WASHINGTON — A secret investigative team established in 1994 to identify the source of a series of damaging intelligence losses played a crucial role in the counterespionage probe that led to last Sunday's arrest of an FBI agent, Robert Philip Hanssen, officials said Friday.
The mole-hunting unit — a joint operation of the FBI and the CIA whose existence has never before been disclosed — was created because investigators could not explain why intelligence operations against Russia continued to be compromised after the arrest of Aldrich Ames, a senior CIA covert officer. Shortly after Ames' capture, they concluded it was unlikely he was responsible for all of the intelligence losses of the previous few years.
The most damaging was the apparent disclosure to the Russians of an elaborate and costly technical intelligence program targeting their activities in the United States, officials said. The apparent compromise of that program — which remains highly classified and which officials refused to describe — may have cost the United States hundreds of millions of dollars, according to current and former U.S. officials.
Other unexplained intelligence problems, including the 1989 disclosure to Moscow that the FBI was conducting an espionage investigation of State Department official Felix S. Bloch, played a role in prompting officials to begin a new search for a spy inside the U.S. government, officials added.
Yet some officials said that the driving force behind the creation of the new counterespionage unit was the need to find out what had happened to the costly technical intelligence program, and they believe that Hanssen's arrest may solve that mystery. In addition to the KGB officers working for the FBI that he betrayed, officials charge that the loss of that one technical program represents the most severe damage he did to the United States during his alleged 15-year career as a Russian spy.
The special investigative unit, which works within the Counterespionage Group at the CIA's Counterintelligence Center, was created by Paul Redmond, the CIA counterintelligence expert who had led the earlier effort to apprehend Ames. The unit was responsible for a series of espionage investigations that led to the arrests of other significant spies apprehended after Ames, officials now say.

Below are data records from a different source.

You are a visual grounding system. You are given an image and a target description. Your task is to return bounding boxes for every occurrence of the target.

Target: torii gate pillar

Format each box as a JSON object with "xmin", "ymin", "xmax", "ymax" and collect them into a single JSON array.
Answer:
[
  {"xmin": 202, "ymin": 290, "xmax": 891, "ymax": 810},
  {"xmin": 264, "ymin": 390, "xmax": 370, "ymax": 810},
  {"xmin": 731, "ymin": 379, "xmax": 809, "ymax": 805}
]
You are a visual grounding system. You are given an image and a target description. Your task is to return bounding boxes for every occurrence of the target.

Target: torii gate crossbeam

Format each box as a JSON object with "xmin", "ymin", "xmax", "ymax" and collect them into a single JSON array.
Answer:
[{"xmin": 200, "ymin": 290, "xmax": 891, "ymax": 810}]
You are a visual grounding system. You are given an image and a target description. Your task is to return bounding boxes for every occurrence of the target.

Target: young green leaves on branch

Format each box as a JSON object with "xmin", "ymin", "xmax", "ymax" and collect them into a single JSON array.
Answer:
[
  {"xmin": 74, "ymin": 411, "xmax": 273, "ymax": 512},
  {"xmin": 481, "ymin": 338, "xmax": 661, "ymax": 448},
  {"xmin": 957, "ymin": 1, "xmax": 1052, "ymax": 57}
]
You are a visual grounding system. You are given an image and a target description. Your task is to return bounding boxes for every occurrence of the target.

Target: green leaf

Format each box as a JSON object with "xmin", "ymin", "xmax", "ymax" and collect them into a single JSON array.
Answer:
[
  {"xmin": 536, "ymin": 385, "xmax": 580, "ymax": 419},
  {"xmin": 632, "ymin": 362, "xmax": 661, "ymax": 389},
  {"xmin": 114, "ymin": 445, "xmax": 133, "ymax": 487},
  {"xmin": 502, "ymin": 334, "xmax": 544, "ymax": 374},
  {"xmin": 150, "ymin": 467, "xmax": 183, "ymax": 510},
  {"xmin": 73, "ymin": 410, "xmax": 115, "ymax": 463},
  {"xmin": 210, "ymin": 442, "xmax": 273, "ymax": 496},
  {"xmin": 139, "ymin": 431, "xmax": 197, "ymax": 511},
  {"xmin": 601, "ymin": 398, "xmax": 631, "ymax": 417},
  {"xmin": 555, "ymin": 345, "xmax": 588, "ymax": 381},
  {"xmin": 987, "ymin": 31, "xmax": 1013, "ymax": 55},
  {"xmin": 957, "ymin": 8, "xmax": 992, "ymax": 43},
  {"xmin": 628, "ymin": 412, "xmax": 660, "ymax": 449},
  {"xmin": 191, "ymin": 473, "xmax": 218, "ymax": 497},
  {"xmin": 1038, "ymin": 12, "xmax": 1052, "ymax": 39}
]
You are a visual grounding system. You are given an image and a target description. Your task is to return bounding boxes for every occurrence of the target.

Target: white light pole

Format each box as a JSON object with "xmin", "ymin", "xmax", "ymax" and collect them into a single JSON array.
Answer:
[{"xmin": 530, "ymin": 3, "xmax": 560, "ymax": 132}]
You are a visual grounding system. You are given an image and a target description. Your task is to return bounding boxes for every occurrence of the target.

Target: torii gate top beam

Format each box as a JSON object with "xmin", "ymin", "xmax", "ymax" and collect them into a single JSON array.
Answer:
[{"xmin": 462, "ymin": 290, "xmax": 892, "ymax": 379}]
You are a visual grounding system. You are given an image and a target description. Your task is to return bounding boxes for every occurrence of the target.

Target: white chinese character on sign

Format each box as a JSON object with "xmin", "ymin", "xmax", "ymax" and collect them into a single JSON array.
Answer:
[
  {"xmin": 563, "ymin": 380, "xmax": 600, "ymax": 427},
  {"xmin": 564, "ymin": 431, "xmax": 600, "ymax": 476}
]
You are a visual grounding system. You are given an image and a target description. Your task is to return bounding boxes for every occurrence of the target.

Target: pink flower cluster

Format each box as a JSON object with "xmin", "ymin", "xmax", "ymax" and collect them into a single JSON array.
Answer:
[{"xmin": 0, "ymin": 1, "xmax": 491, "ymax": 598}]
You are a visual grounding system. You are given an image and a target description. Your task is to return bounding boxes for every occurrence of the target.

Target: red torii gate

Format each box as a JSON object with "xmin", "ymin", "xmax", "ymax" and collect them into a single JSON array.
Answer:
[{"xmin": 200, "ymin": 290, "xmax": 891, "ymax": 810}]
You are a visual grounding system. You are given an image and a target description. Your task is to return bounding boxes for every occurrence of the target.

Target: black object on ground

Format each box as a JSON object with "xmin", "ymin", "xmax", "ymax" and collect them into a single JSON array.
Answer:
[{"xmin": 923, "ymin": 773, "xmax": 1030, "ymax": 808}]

They include both Earl Edwin Pitts, an FBI agent sentenced to 27 years in prison in 1997 for spying for the Soviet Union, and Harold J. Nicholson, a former CIA station chief in Romania who was also sentenced to more than 23 years in prison in 1997 for spying for Moscow.
Officials indicated that the Pitts and Nicholson cases were byproducts of the desire by both the CIA and FBI to solve the mysteries that remained in the wake of the arrest of Ames. Most notably, U.S. intelligence officials began an aggressive effort to recruit Russian intelligence officers who could identify the source of the leak of U.S. secrets. That effort to find talkative current or former Russian intelligence officers was made easier by the collapse of the Soviet Union and the severe economic and political troubles of post-Soviet Russia.
That effort paid dividends in the Pitts case. Information from a Russian source led the FBI to undertake a 16-month sting operation against Pitts, with FBI agents posing as Russian spies. Source information also played a role in the Nicholson case, although his troubles in passing a polygraph examination helped identify him as a spy, officials say.
But the Pitts and Nicholson cases were unable to provide answers to the earlier unexplained losses, and so the mole hunt continued after their arrests, officials said.
Officials say that the continued investigation took a series of wrong turns. Some reports from Russian sources prompted investigators to look for another Russian spy within the CIA, former officials said. In fact, the post-Ames hunt for spies within the agency led to what some former intelligence officials believe were crippling excesses, with CIA officers who had worked on Russian operations forced to undergo repeated polygraph examinations. One officer was placed on administrative leave and has been the subject of a counterintelligence investigation to determine whether he had spied for Russia. The status of that case is now uncertain in the wake of the arrest of Hanssen, officials said.
But there were also some indications received over the years suggesting that the losses could be attributable to a source inside the FBI. There was evidence, for example, that the Russians knew about one FBI-run technical intelligence operation that probably was not compromised by someone at the CIA.
"It was plain that the KGB knew what it was and went right to it and found it, and it was obvious that a source had to have told them about it," said one former intelligence official. "That was completely an FBI operation, which had produced very good counterintelligence information for the bureau, and it was inconceivable that Ames knew about it."
In the wake of the Ames case, however, the FBI did not undergo the rigorous scrutiny that was imposed upon the CIA, officials now acknowledge.
The efforts of the joint mole hunting operation were finally rewarded late last year, when a Russian source provided what appears to be virtually the entire KGB file on the Hanssen case.
The special investigative unit was a successor to an earlier and equally secretive CIA internal investigative team that helped uncover Ames. It is still in existence today, even after Hanssen's arrest, because officials believe it is possible there are additional foreign agents inside the U.S. government.